Managing Large Datasets – data availability
Author: Marcel Hylkema, Solution Architect at Group 2000
Data retention is all about persisting and disclosing data to meet legal, compliance and business data archival requirements.
One of the key requirements of data retention is that the stored data is available for retrieval during the entire operational
period. This poses some challenges for the responsible organizations. The data must be protected against hardware and software
failures, should survive site disasters and be guarded against human errors. And yet, it must be possible to disclose requested
data within acceptable time frames.
Protection against hardware failures
The selection and deployment of the database in which the data is retained determines its ability to withstand hardware failures
such as power supply failures, disk crashes and more severe server problems.
Common SQL databases typically consist of a single database engine running on a single server or on a shared server architecture
with shared storage. Using a single server, the stored data may be replicated to a backup server. If a shared storage is applied
(e.g. Storage Area Network SAN or Network Attached Storage NAS), the storage device may/will consist of redundant hardware, RAID
disks, and it may be deployed in a redundant configuration keeping a replica of the data on a backup storage device. However, when
very large amounts of data have to be stored or the size of the data grows, the hardware setup may become challenging.

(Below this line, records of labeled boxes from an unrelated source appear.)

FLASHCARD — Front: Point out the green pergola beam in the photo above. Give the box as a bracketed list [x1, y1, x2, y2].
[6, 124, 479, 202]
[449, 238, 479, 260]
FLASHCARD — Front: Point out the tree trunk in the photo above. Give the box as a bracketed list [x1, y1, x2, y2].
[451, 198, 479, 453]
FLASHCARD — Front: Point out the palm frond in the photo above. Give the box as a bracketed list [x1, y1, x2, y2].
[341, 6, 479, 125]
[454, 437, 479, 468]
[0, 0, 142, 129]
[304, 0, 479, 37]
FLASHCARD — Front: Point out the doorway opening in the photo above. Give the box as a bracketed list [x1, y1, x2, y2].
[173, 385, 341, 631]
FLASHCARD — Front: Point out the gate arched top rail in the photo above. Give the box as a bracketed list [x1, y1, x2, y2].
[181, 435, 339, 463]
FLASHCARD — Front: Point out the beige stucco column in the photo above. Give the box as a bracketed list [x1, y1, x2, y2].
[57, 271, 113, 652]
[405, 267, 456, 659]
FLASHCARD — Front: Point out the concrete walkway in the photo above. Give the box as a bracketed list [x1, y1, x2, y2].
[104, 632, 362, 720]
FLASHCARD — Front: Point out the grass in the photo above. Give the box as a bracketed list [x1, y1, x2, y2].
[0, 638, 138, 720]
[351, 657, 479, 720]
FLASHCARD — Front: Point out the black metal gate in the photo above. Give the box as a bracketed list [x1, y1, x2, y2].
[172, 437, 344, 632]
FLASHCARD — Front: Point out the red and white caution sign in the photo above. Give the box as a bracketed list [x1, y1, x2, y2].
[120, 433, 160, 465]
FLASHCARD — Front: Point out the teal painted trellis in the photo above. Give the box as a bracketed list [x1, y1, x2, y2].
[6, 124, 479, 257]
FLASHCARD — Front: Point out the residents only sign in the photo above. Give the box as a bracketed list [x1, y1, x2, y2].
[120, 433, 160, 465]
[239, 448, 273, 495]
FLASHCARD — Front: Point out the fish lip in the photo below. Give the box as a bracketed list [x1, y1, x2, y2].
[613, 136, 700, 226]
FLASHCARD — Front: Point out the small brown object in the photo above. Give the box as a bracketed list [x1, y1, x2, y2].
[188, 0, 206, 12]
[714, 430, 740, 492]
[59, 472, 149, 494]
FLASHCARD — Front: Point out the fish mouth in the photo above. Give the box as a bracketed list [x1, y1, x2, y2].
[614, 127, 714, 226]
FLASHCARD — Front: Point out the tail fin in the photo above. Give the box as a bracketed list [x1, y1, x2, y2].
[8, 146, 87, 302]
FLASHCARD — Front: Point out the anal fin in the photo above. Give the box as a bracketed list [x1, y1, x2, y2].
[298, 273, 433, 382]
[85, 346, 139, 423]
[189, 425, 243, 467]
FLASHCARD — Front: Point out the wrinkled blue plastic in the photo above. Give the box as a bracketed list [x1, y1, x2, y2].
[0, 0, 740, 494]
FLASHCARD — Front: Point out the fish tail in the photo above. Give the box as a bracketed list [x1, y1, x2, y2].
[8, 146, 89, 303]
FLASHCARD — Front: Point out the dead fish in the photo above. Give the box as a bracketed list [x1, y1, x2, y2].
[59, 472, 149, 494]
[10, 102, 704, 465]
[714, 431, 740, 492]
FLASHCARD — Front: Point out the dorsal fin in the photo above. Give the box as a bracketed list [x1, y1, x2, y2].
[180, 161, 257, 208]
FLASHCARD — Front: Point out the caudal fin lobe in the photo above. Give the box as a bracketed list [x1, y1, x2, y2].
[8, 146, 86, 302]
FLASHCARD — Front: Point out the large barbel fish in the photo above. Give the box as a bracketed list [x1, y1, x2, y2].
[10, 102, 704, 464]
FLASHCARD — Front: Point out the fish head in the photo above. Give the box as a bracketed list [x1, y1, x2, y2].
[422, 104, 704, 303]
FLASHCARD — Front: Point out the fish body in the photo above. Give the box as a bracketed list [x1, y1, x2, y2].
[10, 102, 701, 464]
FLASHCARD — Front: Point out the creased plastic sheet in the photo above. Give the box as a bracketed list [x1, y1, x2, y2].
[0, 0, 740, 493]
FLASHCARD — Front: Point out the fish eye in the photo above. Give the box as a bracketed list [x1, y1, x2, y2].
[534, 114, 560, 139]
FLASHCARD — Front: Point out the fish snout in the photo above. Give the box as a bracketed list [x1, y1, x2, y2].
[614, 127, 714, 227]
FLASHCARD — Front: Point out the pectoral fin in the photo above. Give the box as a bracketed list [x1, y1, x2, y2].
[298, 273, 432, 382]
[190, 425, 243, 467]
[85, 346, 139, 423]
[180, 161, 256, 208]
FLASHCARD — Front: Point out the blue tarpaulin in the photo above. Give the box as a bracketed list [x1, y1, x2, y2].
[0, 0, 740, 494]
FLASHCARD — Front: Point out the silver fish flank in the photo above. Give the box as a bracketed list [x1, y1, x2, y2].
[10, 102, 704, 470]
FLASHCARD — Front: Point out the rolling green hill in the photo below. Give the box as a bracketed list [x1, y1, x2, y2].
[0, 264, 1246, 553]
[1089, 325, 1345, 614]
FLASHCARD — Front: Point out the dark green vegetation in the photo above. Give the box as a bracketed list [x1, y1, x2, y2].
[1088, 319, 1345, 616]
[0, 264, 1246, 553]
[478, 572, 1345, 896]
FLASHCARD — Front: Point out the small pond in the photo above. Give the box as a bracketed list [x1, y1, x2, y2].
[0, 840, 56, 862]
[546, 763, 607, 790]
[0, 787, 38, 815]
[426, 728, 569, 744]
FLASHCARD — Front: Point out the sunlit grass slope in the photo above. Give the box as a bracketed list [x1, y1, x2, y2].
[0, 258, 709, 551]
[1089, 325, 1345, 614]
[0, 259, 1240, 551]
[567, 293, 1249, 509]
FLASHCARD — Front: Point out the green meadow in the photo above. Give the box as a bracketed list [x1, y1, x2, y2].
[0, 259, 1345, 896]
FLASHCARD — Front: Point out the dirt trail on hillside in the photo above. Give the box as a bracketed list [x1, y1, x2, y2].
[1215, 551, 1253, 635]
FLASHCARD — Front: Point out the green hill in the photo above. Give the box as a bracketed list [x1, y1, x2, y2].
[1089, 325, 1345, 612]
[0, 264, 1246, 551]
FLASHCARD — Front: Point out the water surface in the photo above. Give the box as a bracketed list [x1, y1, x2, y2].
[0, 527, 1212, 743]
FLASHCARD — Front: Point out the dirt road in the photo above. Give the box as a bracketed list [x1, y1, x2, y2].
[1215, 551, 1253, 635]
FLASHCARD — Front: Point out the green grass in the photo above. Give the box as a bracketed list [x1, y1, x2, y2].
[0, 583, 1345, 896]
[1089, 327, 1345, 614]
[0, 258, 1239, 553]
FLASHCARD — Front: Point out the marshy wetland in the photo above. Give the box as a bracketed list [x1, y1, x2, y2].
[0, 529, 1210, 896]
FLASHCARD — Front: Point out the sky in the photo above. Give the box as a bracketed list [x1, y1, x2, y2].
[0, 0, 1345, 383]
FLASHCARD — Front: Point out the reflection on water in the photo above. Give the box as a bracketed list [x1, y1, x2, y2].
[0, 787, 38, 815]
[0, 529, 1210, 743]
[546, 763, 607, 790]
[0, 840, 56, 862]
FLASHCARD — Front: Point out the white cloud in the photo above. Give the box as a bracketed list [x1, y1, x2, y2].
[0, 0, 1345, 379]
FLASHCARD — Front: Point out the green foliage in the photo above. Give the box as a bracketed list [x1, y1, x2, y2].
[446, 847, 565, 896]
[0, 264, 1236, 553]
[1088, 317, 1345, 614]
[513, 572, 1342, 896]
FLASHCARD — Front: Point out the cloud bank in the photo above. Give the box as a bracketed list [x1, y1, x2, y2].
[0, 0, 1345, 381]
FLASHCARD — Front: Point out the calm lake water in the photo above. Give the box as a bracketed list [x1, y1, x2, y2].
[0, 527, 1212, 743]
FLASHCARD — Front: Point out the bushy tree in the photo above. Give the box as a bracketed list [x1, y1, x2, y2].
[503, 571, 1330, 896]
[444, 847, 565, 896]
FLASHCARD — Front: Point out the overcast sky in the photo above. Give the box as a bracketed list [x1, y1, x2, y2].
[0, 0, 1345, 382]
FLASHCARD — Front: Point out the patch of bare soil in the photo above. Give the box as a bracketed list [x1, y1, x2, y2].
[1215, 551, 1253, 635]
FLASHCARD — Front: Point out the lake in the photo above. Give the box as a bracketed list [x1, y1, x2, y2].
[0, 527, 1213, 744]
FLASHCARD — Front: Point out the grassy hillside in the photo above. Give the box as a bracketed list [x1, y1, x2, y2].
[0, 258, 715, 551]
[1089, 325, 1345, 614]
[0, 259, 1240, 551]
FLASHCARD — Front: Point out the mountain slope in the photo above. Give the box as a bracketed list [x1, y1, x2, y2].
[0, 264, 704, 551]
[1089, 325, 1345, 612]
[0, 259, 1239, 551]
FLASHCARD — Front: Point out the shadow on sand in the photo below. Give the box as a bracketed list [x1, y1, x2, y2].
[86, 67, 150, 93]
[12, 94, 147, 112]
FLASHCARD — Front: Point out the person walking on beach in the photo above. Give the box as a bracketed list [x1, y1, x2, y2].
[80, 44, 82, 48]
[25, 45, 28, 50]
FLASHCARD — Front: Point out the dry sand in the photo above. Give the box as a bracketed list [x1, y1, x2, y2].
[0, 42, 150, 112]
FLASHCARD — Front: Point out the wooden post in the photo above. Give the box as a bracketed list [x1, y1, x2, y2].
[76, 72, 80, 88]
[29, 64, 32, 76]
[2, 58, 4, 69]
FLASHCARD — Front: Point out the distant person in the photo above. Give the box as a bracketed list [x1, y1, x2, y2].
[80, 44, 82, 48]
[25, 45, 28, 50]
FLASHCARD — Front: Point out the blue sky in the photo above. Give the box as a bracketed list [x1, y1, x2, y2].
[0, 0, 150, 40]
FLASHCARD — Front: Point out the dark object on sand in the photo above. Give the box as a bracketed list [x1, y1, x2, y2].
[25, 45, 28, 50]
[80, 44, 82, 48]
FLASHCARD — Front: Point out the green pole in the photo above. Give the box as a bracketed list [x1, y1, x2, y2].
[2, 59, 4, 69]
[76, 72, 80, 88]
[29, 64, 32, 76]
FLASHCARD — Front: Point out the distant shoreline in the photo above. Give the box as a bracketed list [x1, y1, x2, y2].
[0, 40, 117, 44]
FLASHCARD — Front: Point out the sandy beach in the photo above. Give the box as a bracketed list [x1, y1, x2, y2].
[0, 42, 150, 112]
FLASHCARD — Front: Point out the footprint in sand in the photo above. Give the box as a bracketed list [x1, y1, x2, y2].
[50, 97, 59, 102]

No-SQL databases provide an alternative when it comes to storing large amounts of data. In No-SQL databases, the data is distributed
across multiple servers and has intrinsic redundancy by storing the data multiple times (data replication). By ensuring that copies
of the data are stored on different hardware components, no data is lost in case a hardware component fails. By design, such databases
can withstand the loss of hardware components without data loss. Maintenance processes and tooling ensure that failed components are
replaced and data is redistributed to the new components.
Another advantage of storing data multiple times is that the insert and query load is distributed across multiple components, increasing
performance. Typically, such databases are designed to run on low-cost hardware and scale up in capacity and performance by adding more
Protection against site disasters
Protection against site disasters is another challenge for data retention. The stored data may be lost if the site where the database is
located, is struck by e.g. fire, flooding or earth quakes. Data can be protected against such disasters in roughly two manners:
• Keeping a recent backup copy of the data
• Replicating the data in a live (backup) data store
The main difference between the two manners is in the speed with which the data is accessible again after the disaster.
In the first option, keeping a backup copy, the database must be rebuilt from scratch in case the site is lost; all hardware must be replaced,
software installed, and the backup copies must be restored. The major advantage is that the initial costs are kept low as backup storage is
relatively cheap. Replacement costs only occur when a disaster has actually happened. However, the time before the database is operational
again may be considerable due to delivery times and the required restoration effort.
The second option, keeping up a backup data store, leads to almost no data unavailability in case of a disaster. The database is fully
operational at the backup site and the operation can continue with practically no delay. To achieve this however, it is needed to set up and
maintain a live database environment that is used only when a disaster actually happens, although the backup data store may be included in
the operational process of data retrieval, increasing the query capacity.
Protection against human errors
Human errors normally do not occur when the data processing and handling has been automated throughout the entire data life time.
The data life time consists of a number of steps:
1. Insert or ETL (Extract, Transform, Load) phase: this typically consists of one or more processes tasked to receive/retrieve data feeds, transform the data and load the transformed data into the database.
2. Retention phase: the data is available for disclosure; during this period the data is disclosed on request.
3. Expiration phase: in data retention applications, data may only be stored for a limited time; the organization must ensure that the data is no longer available once the retention period has expired.
During each phase, the data access should be fully automated to eliminate the possibility of human errors. The main risk that remains is
that of software updates. However, extended testing, extensive monitoring during and after the software update and creating backup copies
reduces the risk of data loss caused by a software update.
Protection against intentional data loss (data tampering) is not covered here in detail. This risk can be mitigated using organizational measures
(e.g. adequate procedures, authorizing selected personnel and safeguarding access credentials) and technical measures (e.g. access restrictions and data hashing).
When it concerns data retention, keeping the data available during its lifetime is a key requirement. The risks of data loss due to hardware failures,
site disasters and human errors can be minimized by careful deliberation and preparation, and taking the right precautions. The costs for uninterrupted
data availability should be weighed against the risk of data being unavailable for a longer period.